Monday, October 6, 2008

The Weird Art of Lee Brown Coye

      Being raised in upstate New York was mostly riddled with disadvantages. LaFayette is a small town that had little more to offer than MAD Magazine at the IGA grocery store and the huge pile of rocks behind the firehouse (which my siblings and I used to play in/on for hours on end). But there was also the woods. Of course the woods carry the widely appreciated outdoors/nature/etc. aspect, but that's not the part of the woods that I connected with as a youth exploring them. As many times as I wandered deep into the woods behind our house I really never could seem to find out where they ended. Part of the charm to me was that you could get lost in them, just walking for hours and waiting for something that would trigger familiarity in your senses, hopefully before nightfall. Still clear in my mind is an image of an old abandoned house that wasn't too far from the back lot of the IGA. With its wood all raw and grey from decades of rain and weather, the house actually was more of a cold, twisted, rotting shape sitting in a sea of overgrown weeds in the middle of nowhere. This is what I think is great about living in upstate New York - I've been all around the country and as many places that I've seen that are similar to it in some ways, this eerie tone remains exclusive to the North East. There's something about the air. It's cold and unforgiving, and sometimes exists in a way that seems like it's actually trying to wear things down; maybe even by driving them mad.

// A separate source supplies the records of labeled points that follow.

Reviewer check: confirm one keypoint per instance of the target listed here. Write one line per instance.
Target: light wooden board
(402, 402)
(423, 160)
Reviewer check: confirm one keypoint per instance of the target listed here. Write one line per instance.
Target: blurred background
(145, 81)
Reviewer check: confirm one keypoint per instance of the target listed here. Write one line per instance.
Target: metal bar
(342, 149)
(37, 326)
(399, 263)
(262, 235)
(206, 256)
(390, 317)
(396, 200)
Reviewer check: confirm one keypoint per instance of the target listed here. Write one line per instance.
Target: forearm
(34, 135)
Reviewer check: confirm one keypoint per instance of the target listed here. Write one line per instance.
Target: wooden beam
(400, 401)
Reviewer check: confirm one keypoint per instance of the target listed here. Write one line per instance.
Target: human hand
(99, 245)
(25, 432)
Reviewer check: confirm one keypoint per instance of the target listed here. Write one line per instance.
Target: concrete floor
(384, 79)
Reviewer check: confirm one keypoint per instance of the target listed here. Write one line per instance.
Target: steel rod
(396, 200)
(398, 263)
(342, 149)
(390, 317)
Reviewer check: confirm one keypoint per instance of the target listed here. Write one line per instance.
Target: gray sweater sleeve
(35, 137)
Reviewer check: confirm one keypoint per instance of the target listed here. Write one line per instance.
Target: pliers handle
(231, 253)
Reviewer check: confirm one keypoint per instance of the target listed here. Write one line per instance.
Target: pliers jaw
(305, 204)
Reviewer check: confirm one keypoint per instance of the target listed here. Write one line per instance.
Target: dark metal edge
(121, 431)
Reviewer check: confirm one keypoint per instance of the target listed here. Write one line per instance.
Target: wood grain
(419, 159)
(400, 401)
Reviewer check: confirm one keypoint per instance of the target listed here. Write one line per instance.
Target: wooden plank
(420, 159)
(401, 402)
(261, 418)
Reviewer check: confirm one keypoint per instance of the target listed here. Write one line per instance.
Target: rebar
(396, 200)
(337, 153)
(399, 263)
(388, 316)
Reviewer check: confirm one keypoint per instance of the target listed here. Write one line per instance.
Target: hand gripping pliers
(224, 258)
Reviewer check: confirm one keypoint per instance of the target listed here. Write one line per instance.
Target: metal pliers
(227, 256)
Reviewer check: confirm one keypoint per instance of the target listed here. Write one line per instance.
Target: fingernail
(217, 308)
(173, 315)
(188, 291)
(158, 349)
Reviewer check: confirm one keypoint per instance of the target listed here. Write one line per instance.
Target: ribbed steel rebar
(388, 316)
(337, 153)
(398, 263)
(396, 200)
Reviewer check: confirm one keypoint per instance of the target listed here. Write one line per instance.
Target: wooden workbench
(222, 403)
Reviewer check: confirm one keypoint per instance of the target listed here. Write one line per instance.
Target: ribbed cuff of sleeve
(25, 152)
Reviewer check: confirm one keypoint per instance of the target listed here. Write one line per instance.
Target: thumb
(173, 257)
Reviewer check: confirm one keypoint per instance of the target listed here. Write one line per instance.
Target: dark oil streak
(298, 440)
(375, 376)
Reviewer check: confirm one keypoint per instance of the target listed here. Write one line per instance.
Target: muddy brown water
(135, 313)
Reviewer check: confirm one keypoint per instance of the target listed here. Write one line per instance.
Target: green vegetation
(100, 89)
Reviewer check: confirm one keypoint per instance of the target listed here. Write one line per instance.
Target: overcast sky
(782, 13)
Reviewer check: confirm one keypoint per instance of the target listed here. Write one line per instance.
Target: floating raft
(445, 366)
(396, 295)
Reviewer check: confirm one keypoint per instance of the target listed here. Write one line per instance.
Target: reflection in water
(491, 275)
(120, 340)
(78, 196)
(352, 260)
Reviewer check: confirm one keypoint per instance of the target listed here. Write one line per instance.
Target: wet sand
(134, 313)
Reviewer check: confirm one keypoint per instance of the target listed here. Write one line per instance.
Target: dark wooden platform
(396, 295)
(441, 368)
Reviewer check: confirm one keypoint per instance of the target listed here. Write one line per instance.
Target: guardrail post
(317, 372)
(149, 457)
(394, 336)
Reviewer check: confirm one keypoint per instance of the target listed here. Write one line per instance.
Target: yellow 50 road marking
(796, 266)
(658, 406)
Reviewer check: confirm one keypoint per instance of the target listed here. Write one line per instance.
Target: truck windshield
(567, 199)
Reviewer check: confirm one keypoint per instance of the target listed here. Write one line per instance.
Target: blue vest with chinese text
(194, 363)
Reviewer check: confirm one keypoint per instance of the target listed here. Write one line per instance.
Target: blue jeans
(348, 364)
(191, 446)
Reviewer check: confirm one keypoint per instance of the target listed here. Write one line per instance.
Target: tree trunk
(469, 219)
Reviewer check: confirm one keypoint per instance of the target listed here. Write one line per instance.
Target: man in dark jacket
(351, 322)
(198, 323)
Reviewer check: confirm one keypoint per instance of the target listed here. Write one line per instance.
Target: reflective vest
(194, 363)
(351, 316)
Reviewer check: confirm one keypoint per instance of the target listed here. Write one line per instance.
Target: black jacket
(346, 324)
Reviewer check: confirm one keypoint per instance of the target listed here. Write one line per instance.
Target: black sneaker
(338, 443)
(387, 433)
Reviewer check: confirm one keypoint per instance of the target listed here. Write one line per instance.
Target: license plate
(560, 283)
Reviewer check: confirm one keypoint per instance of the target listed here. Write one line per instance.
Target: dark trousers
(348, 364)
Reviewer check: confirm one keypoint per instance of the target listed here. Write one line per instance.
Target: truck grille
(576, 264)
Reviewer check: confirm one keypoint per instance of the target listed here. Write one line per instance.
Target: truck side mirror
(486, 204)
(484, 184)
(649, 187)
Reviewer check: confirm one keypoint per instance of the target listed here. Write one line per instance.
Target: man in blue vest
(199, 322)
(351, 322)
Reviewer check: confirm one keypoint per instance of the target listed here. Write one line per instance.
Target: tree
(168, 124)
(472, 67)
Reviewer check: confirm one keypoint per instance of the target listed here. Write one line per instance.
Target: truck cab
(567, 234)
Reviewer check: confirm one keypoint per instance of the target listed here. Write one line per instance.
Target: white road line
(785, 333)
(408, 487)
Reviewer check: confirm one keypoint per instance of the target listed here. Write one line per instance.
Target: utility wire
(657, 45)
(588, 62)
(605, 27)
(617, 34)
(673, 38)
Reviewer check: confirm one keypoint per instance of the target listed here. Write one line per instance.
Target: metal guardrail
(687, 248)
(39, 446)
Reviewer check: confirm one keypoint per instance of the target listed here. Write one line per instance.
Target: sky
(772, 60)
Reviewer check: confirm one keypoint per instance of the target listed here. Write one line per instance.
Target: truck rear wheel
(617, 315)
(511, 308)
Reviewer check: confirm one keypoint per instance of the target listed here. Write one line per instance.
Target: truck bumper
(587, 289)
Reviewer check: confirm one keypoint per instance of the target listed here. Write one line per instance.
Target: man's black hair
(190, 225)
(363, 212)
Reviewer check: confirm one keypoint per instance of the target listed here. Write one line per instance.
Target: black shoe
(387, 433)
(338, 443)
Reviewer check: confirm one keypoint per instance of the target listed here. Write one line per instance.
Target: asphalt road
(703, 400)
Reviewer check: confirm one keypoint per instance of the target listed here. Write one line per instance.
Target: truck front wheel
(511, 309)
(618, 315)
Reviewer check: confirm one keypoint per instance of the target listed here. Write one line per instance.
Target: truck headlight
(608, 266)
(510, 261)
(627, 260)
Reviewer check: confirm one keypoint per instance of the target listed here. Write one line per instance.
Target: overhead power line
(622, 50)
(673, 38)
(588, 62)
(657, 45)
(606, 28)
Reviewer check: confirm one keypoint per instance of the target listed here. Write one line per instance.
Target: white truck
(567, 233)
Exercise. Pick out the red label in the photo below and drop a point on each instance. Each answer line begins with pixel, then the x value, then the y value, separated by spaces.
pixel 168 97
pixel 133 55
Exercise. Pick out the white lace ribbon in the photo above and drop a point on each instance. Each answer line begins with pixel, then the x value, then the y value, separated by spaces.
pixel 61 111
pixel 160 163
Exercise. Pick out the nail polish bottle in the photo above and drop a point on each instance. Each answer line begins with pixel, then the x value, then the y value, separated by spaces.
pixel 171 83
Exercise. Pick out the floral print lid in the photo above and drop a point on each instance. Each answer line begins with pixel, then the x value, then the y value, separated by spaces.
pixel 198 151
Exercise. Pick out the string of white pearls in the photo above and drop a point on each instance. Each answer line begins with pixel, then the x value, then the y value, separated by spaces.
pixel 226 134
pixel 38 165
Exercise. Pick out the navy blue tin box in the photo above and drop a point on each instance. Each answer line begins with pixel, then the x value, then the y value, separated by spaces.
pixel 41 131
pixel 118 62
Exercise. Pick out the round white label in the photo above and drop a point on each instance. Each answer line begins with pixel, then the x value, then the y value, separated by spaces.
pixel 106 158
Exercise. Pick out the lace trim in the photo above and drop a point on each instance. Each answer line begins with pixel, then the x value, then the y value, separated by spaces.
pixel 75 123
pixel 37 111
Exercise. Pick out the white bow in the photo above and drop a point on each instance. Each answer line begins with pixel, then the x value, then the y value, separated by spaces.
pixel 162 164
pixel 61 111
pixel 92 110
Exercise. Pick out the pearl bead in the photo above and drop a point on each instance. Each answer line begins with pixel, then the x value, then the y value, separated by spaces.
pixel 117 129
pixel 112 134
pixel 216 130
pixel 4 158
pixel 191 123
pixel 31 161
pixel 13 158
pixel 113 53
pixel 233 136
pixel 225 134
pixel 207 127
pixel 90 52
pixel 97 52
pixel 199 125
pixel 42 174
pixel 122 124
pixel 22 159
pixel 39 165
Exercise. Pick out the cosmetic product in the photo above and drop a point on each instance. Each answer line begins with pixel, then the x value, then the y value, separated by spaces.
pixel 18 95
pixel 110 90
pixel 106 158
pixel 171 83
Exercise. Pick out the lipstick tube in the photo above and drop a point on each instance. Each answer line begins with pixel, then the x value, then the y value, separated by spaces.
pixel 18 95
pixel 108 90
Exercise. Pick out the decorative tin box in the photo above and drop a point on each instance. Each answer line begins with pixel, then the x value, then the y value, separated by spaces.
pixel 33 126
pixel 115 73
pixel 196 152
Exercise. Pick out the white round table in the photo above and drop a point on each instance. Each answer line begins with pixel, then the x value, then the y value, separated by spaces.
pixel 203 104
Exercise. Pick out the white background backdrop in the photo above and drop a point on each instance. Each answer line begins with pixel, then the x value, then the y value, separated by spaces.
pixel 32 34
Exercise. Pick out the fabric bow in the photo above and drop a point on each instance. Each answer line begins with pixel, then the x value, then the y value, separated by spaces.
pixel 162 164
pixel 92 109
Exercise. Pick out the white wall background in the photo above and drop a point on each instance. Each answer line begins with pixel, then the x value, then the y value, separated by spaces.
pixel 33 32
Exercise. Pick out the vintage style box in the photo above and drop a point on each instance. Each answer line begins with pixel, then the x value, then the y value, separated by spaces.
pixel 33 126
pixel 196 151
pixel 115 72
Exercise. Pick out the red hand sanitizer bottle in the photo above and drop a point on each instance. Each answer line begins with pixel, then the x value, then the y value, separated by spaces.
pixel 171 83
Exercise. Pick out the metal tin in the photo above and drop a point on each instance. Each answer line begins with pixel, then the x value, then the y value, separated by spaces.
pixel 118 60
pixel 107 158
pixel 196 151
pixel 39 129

      Lee Brown Coye's art exists as this tone. Nearly all of his work communicates the harsh and haunted way of life of small town, Upstate New York to its clearest extent. Coye lived in Tully, New York; which is next to LaFayette (Tully was our main rival when I was in little league, actually) and both towns are quite similar. Pretty, but depressing slices of life far away from the action and horror of the city, where children still dig in the dirt for something to do. If you've never been, just check out what Mr. Lee Brown Coye can express so masterfully with a pen, a woodcut, a brush or even a camera and you'll get the idea.





These are from the Lee Brown Coye issue of the fantastic zine Whispers, a publication which he contributed to frequently in the 70's.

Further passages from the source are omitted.